Wednesday, July 1, 2009

The Lion's Milk

From “beer” in Germany and “sake” in Japan to “mouthwash” in prison, many cultures have their own unique drink. In Turkey it is raki; colloquially known as lion’s milk because it not only puts hair on your chest, but is also a reason for sleeping 18 hours a day while your wife catches food.

Raki is a strong spirit that is usually mixed with water turning it white (hence the “milk”). Pretty much identical to Greek Ouzo or Arabic Arak, it tastes of licorice, and based on how one feels about the candy, people either love or hate the drink.

Raki is meant to be enjoyed socially, and while every society has its own drinking etiquette (though most limit theirs to basics like “don’t throw up on the bartender” and “do complain loudly to strangers about your girlfriend”), Turkish raki etiquette takes it a step further by incorporating three essential elements: meze (appetizers), drunken singing and increasingly passionate debates.

Meze

Raki usually accompanies meze: appetizers picked from amongst a large selection that will fill you up long before the main course arrives.
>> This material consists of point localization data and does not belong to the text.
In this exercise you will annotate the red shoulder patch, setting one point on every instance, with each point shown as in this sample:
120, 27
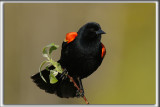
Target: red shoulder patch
71, 36
103, 51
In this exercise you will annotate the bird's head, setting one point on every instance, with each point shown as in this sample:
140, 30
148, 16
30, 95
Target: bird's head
91, 30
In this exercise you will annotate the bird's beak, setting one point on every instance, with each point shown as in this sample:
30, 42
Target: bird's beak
100, 32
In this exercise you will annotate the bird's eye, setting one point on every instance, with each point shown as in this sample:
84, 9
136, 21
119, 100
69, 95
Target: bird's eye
92, 29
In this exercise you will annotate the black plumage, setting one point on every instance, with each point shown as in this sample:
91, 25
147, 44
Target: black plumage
80, 57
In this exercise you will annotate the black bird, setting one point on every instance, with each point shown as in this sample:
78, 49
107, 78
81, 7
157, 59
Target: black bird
82, 53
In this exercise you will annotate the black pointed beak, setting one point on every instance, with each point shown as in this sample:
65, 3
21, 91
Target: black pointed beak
100, 32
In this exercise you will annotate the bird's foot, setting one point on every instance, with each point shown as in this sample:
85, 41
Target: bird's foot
64, 74
80, 93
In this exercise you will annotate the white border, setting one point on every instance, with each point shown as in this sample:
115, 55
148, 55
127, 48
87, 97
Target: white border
1, 39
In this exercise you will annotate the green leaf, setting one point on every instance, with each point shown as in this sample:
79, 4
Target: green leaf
53, 79
40, 70
52, 47
54, 72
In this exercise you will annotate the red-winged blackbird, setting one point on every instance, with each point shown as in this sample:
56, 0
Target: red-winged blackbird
82, 53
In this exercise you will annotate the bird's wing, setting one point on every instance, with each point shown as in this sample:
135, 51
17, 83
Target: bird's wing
70, 36
103, 51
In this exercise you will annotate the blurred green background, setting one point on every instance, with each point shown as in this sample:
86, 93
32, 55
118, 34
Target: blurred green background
127, 74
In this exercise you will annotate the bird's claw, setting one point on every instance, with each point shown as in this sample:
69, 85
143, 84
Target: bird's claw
64, 74
80, 93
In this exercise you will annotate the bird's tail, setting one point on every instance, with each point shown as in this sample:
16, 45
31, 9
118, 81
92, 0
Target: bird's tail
63, 88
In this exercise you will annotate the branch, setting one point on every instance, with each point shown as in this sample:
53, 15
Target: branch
77, 88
To best enjoy the dips and small morsels, discuss casual topics everyone agrees with, from complaining about “the weather” to complaining about “traffic.”

Singing

Raki will induce singing from amongst the Turkish repertoire of songs about love, or longing, or desire or sorrow. They will be sung in a manner to induce melancholy in everyone in at least a three table radius, preferably more.

When drinking raki in public, roaming bands of gypsies will wander tables for tips using their violins/accordions/clarinets to encourage amateur virtuosos. Between bouts of singing, it is best to bring up more involved but still agreeable topics like “how Turkey has changed” and “how you are about to quit your awful job and move to the beach.”

Debate

Eventually, all raki conversations will devolve into a shouting match about politics. Speakers take turns orating “How the country is going down the drain,” “How politicians are idiots” as well as their “solutions,” all to an audience waiting for their turn to speak.

Everyone calmly nods in approval until either the speaker finishes or until they hear something they disagree with. Eventually someone will proclaim “it’s all about education” and everyone, having found a point of agreement, will head home.


Any other way, and you might as well be drinking ouzo.

1 comment:

Kit said...

"Duydum ki unutmussun..." Meze, melancholy...God this makes me miss the 'bul.